From its establishment after the outbreak of the Greek War of Liberation in 1821, the modern Greek state has used a variety of official names, most often designating changes of regime. Internally, the country was called Hellas, not Greece, even in the cases below where the name was translated internationally as Greece.

- 1821–1828: "Provisional Administration of Greece" (Προσωρινή Διοίκησις τῆς Ἑλλάδος), used by the provisional government before the international recognition of Greek autonomy (and later independence) in the London Protocol.
- 1828–1832: "Hellenic State" (Ἑλληνική Πολιτεία), used under the governorship of Ioannis Kapodistrias. Along with the previous period, it is sometimes grouped together in the historiographic term "First Hellenic Republic".
- 1832–1924: "Kingdom of Greece" (Βασίλειον τῆς Ἑλλάδος), adopted after Greece was declared a monarchy in the London Conference of 1832, and retained until 15 May 1924, ten days before the abolition of the monarchy on 25 March 1924.
- 15 March to 28 May 1924: "Hellenic State" (Ἑλληνική Πολιτεία), initial but short-lived styling of the Second Hellenic Republic.
- 1924–1935: "Hellenic Republic" (Ἑλληνική Δημοκρατία), known historiographically as the Second Hellenic Republic, from 24 May 1924 (effective May 28) until the 10 October 1935 coup by Georgios Kondylis and the restoration of the monarchy.

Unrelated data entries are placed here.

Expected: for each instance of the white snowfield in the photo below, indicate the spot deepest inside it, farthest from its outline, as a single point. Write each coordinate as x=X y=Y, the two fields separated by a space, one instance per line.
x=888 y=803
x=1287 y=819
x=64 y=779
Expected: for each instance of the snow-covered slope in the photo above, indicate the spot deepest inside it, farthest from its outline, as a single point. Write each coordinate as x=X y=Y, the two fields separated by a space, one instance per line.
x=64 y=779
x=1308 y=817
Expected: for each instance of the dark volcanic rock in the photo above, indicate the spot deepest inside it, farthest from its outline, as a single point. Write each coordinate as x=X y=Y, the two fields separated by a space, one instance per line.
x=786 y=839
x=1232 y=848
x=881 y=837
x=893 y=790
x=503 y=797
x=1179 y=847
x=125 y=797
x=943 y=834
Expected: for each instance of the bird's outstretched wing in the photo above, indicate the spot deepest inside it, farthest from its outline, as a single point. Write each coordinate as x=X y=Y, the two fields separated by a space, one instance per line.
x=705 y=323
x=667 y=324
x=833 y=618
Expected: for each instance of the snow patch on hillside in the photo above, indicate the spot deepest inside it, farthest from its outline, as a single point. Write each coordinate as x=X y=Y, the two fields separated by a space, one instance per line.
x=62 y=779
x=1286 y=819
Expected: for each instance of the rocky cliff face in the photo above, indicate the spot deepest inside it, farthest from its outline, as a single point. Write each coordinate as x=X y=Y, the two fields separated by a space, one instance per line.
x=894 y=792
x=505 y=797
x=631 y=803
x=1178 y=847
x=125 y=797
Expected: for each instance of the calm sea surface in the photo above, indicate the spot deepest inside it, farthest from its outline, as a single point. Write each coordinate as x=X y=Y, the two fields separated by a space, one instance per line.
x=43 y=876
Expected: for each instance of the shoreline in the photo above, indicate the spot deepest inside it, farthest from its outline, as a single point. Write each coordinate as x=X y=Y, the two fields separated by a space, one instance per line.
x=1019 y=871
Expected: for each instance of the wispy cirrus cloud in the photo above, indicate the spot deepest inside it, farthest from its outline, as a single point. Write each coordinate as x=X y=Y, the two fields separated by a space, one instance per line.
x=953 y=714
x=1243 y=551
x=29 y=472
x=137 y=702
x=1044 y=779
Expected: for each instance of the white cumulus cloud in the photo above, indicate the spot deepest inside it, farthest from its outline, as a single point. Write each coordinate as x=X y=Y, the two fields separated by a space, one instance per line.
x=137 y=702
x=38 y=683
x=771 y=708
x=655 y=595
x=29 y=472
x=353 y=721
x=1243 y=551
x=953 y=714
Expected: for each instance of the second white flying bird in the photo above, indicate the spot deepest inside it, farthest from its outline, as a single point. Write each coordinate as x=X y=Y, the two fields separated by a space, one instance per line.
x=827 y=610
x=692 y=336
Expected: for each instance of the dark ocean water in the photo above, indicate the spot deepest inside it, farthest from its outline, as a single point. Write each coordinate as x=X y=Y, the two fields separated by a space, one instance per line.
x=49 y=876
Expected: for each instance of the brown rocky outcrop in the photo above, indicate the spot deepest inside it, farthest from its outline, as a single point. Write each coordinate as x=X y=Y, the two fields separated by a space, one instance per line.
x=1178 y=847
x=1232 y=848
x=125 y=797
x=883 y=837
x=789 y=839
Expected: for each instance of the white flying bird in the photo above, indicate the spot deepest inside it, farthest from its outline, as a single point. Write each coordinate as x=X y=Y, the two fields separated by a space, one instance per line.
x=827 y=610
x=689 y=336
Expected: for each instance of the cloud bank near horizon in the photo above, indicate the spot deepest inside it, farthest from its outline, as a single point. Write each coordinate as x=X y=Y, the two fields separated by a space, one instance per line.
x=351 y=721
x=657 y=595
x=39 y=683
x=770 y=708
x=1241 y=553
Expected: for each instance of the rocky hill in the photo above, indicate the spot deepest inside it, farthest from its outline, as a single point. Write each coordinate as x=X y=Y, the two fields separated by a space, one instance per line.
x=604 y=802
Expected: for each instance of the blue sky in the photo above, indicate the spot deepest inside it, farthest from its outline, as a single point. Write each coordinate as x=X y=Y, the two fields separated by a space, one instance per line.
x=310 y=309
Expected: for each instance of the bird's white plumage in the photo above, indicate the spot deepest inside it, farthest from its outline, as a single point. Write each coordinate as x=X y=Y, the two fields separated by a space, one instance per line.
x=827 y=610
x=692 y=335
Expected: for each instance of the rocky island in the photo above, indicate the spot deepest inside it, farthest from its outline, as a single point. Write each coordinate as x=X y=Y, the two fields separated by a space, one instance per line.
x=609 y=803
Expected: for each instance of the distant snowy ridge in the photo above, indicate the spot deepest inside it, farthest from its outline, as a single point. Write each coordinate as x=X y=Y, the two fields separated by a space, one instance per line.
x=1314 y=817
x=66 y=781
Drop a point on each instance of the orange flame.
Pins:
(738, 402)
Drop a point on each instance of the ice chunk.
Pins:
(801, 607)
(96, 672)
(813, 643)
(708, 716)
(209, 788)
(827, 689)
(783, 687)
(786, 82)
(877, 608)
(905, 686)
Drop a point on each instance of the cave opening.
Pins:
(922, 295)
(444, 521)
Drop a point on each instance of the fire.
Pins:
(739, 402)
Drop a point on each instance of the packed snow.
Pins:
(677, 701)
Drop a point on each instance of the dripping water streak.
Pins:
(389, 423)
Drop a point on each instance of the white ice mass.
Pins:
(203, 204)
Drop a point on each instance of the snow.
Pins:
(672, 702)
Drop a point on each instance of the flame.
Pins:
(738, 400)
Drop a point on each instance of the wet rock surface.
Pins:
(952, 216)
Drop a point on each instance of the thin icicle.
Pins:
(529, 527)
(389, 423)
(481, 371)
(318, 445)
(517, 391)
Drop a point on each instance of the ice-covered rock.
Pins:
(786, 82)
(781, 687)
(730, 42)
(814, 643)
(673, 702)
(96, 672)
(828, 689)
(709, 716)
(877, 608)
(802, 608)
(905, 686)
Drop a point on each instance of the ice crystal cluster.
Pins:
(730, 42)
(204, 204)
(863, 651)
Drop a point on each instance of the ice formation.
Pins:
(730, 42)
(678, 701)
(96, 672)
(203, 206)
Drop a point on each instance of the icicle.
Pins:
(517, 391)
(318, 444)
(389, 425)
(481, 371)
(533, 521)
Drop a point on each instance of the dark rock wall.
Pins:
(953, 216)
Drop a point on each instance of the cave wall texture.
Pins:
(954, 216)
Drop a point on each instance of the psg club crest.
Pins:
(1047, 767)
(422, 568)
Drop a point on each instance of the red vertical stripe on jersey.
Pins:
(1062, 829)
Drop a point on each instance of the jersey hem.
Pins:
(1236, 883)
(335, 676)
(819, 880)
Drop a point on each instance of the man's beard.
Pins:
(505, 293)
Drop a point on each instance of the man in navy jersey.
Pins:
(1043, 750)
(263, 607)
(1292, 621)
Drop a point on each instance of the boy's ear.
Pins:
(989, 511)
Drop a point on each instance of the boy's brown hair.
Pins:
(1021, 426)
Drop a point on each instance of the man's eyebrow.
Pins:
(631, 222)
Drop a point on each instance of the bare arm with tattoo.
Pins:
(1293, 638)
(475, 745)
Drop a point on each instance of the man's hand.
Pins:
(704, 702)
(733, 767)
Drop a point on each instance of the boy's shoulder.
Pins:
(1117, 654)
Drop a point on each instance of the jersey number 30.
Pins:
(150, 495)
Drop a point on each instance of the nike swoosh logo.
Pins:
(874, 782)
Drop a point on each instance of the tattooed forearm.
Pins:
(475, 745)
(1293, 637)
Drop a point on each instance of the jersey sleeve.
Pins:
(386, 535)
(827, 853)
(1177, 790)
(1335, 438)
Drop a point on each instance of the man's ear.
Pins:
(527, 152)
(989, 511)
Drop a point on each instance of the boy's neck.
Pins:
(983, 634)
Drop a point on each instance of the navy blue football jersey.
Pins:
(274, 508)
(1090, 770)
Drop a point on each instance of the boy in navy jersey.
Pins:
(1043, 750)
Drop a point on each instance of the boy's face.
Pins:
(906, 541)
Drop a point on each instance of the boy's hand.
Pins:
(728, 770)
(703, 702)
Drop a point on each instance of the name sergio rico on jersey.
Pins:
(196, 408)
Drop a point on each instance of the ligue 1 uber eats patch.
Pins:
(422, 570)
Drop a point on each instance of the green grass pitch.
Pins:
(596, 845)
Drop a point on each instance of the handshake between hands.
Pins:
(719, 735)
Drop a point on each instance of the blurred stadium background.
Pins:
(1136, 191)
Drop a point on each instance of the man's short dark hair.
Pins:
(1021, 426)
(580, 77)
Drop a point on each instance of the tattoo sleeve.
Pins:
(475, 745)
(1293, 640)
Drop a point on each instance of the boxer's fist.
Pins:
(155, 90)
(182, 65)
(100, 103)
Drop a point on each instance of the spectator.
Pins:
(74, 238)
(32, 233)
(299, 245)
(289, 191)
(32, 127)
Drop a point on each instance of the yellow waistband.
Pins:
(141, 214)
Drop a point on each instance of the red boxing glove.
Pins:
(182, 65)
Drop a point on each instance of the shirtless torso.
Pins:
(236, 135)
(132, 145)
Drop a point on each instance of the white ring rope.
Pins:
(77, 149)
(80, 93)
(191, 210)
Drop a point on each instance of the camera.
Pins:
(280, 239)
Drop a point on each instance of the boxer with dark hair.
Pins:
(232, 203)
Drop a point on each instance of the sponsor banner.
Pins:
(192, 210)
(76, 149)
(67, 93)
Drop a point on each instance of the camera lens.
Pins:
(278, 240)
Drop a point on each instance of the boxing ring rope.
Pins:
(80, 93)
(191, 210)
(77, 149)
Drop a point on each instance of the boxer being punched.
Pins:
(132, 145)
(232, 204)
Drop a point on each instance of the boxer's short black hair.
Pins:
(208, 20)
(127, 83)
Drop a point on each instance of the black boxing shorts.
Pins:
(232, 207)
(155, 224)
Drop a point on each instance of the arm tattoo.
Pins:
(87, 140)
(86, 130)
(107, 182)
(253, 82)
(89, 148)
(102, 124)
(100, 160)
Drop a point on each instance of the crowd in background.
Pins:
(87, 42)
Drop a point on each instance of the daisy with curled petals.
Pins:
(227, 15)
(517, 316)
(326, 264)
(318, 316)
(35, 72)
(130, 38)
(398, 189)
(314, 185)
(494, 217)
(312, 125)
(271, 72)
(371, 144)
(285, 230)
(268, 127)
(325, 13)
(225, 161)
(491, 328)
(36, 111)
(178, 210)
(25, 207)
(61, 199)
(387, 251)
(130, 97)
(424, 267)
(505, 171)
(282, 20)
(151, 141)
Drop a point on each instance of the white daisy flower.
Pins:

This change between "State" and "Republic" remains the sole case the name was rectified and did not reflect a regime change.
- 1935–1973: "Kingdom of Greece" (Βασίλειον τῆς Ἑλλάδος), from the restoration of the monarchy in 1935 to its abolition by the Regime of the Colonels junta on 1 June 1973. Between 1941–44 used by the internationally recognized Greek government in exile.
  - 1941–1944: "Hellenic State" (Ἑλληνική Πολιτεία), used by the collaborationist government of Greece during the occupation by the Axis powers in World War II.
- 1973–today: "Hellenic Republic" (Ελληνική Δημοκρατία), from the abolition of the monarchy by the military junta to the present day. However, the present Third Hellenic Republic is held to have begun in 1974, following the fall of the junta and the return of democratic rule.